In an e-mail discussion with Rabbi Mann, he suggested he was trying to “provide an experience for the few percent who can say, ‘Wow, I never knew Torah learning could be so intellectually challenging and rewarding in this way.’” His target readers are those who have found their intellectual side after their years of formal Jewish education were over, those never exposed to the Torah’s deep intellectual side, those who came to serious Torah study too late in life to build the textual skills necessary to access these works in the original and lawyers who might not realize that halachic thinking is as sophisticated as legal thinking and will enjoy discovering their error.
I agree that all of those audiences—and more—can benefit. As Rabbi Mann notes in his introduction, however, this is not a light read. The introduction and biographical essays are easy to enjoy, but the translated selections require a more rigorous approach. In the introduction, Rabbi Mann suggests establishing a chavruta, a study session with a partner, to work one’s way through the book. Even with all of Rabbi Mann’s considerable help, securing that glimpse still requires more than a little effort on our part.

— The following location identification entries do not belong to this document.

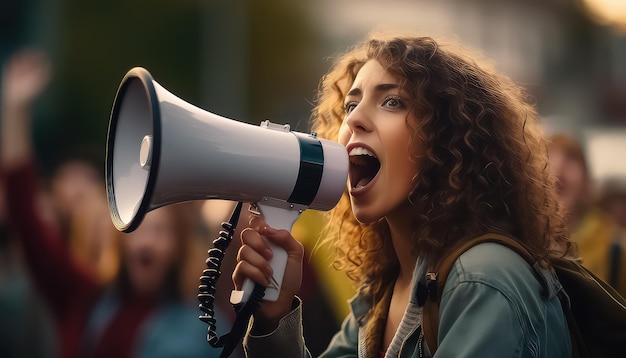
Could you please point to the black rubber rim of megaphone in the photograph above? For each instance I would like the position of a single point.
(141, 74)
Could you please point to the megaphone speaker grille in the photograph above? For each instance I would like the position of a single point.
(134, 128)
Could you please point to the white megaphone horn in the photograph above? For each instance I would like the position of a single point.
(162, 150)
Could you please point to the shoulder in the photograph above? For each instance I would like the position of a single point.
(496, 267)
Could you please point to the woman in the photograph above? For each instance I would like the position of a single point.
(442, 150)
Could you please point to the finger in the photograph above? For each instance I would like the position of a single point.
(244, 270)
(251, 256)
(256, 222)
(282, 238)
(252, 238)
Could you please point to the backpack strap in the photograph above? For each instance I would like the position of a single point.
(430, 315)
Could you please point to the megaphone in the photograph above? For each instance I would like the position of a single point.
(162, 150)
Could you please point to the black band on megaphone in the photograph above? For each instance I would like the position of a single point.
(310, 173)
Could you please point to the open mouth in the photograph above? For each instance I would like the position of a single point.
(363, 167)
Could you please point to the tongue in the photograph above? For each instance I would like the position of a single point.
(362, 182)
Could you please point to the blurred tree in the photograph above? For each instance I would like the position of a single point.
(96, 44)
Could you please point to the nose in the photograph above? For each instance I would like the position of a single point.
(358, 119)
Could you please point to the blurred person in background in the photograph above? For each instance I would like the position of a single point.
(139, 310)
(593, 229)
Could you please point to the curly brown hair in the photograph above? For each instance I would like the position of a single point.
(484, 167)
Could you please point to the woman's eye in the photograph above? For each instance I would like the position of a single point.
(393, 102)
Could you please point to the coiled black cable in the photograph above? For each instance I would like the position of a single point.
(206, 294)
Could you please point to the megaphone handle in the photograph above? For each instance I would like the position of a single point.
(277, 218)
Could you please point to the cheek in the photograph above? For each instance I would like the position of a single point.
(344, 134)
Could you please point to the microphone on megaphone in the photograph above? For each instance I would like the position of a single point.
(162, 150)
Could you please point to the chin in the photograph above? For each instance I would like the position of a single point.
(364, 217)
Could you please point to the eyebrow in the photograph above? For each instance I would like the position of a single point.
(383, 87)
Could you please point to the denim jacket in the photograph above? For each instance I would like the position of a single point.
(492, 306)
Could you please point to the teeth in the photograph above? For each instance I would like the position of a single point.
(361, 151)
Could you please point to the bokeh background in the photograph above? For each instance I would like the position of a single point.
(256, 60)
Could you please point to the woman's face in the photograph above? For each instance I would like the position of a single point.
(376, 136)
(150, 251)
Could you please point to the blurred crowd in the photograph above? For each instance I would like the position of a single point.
(72, 285)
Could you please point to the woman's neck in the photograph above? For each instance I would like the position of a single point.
(401, 232)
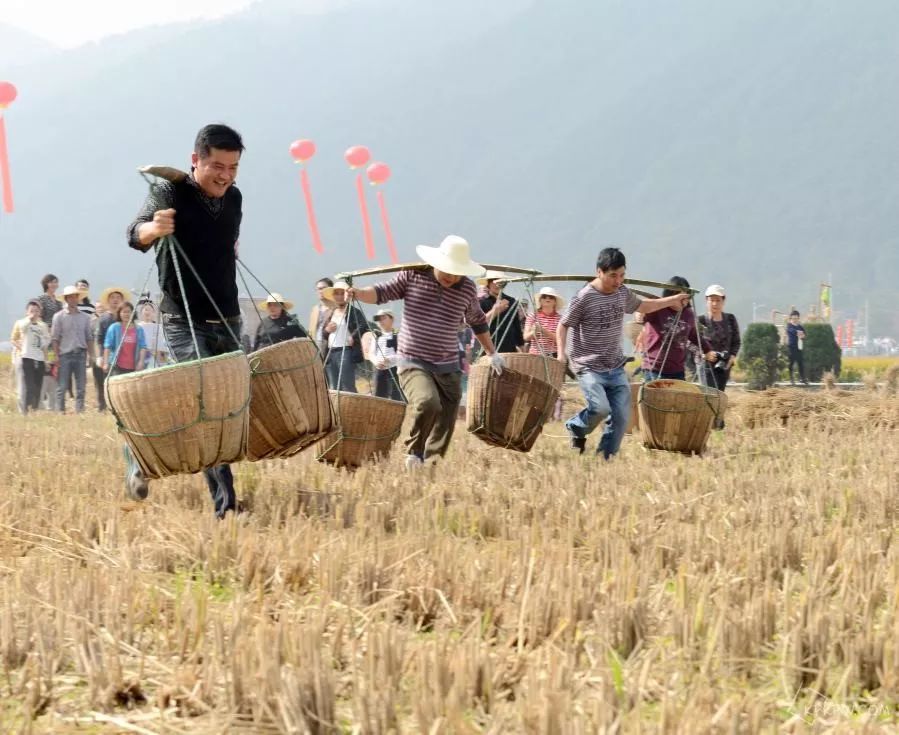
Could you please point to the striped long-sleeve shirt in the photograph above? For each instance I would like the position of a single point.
(431, 318)
(595, 322)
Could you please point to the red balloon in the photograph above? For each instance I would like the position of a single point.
(378, 173)
(7, 93)
(357, 156)
(302, 150)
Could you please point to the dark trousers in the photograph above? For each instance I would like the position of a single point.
(71, 364)
(434, 403)
(796, 359)
(32, 379)
(212, 340)
(387, 385)
(715, 378)
(340, 370)
(99, 378)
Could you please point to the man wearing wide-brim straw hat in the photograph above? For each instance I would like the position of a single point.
(278, 325)
(437, 300)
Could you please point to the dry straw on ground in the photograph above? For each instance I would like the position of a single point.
(753, 589)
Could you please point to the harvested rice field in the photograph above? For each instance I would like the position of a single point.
(753, 589)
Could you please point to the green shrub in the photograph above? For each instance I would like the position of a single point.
(820, 351)
(760, 355)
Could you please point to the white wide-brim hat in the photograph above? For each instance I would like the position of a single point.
(328, 292)
(453, 256)
(104, 296)
(550, 291)
(491, 276)
(276, 298)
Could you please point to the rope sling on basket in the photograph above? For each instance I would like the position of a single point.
(186, 417)
(510, 409)
(289, 405)
(366, 425)
(676, 415)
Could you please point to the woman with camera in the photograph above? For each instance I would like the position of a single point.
(723, 334)
(668, 337)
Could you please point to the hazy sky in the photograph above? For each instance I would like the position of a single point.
(72, 22)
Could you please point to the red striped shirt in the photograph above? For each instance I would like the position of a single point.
(431, 318)
(595, 322)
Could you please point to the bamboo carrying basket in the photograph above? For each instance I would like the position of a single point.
(289, 406)
(508, 410)
(544, 368)
(678, 416)
(184, 418)
(367, 426)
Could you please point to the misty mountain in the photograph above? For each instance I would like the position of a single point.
(747, 143)
(19, 48)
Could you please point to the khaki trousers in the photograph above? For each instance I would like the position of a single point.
(433, 401)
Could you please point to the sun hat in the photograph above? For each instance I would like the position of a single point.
(104, 296)
(550, 291)
(276, 298)
(491, 276)
(453, 256)
(328, 293)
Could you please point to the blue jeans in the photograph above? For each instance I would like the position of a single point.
(72, 363)
(341, 378)
(608, 397)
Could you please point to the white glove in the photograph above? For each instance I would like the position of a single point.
(387, 361)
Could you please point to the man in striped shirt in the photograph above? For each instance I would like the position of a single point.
(437, 299)
(589, 336)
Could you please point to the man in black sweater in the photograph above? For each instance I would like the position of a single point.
(203, 210)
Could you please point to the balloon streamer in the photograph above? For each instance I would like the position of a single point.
(301, 151)
(8, 94)
(366, 223)
(310, 212)
(5, 176)
(388, 233)
(357, 156)
(378, 173)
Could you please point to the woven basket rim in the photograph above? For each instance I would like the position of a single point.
(164, 368)
(340, 395)
(269, 348)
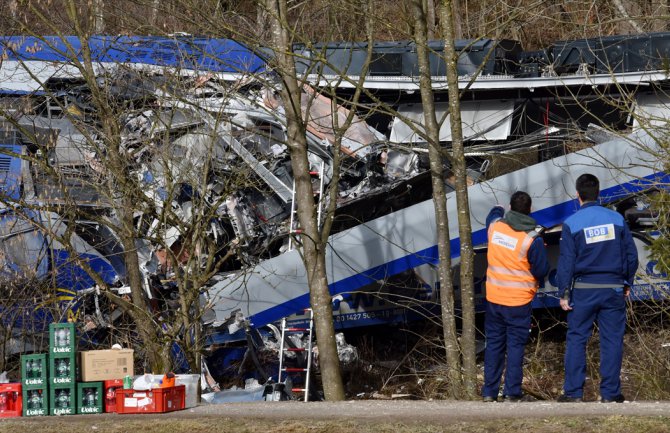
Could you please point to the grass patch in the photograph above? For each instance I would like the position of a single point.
(611, 424)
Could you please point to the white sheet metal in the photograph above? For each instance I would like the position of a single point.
(652, 109)
(481, 120)
(404, 238)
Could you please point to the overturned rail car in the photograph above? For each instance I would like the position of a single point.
(531, 123)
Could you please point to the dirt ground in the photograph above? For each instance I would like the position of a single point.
(370, 416)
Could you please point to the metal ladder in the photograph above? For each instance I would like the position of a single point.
(293, 230)
(283, 349)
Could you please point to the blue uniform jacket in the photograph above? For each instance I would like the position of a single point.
(537, 253)
(596, 248)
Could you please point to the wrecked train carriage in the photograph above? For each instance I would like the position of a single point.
(527, 129)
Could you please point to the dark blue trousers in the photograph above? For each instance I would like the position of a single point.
(608, 308)
(507, 331)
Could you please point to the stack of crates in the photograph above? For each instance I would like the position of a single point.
(89, 397)
(62, 371)
(11, 400)
(34, 384)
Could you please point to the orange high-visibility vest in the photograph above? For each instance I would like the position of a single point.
(508, 278)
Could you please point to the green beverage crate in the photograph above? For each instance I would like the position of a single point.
(62, 370)
(34, 369)
(90, 397)
(62, 339)
(35, 401)
(62, 400)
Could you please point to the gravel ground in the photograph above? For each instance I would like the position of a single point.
(427, 411)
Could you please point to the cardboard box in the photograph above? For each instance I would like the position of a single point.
(97, 365)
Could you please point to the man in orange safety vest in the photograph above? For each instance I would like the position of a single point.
(517, 262)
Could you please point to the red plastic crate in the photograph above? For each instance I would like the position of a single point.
(110, 387)
(11, 400)
(157, 400)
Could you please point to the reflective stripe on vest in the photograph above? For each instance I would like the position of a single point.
(508, 277)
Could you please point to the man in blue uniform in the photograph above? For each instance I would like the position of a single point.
(596, 267)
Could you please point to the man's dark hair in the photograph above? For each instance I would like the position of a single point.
(588, 187)
(520, 202)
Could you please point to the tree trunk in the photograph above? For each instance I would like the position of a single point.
(458, 20)
(99, 16)
(313, 250)
(432, 130)
(464, 226)
(153, 16)
(429, 8)
(628, 24)
(660, 14)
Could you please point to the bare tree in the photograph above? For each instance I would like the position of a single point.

And it will still only be a glimpse. Perhaps future volumes will give us more, but for now, for all that Rabbi Mann has opened a window separating us from these greats, and with such skill and clarity, we are left with the barest introduction of the wealth of Torah thought out there. For the rest, the solution remains what it always has been—to go and study.
Rabbi Dr. Gidon Rothstein, a shul rabbi and high school and adult educator, is the author of Murderer in the Mikdash (2005), a third Beit HaMikdash mystery and We’re Missing the Point: What’s Wrong with the Orthodox Jewish Community and How to Fix It (2012). He blogs at torahmusings.com and the Times of Israel.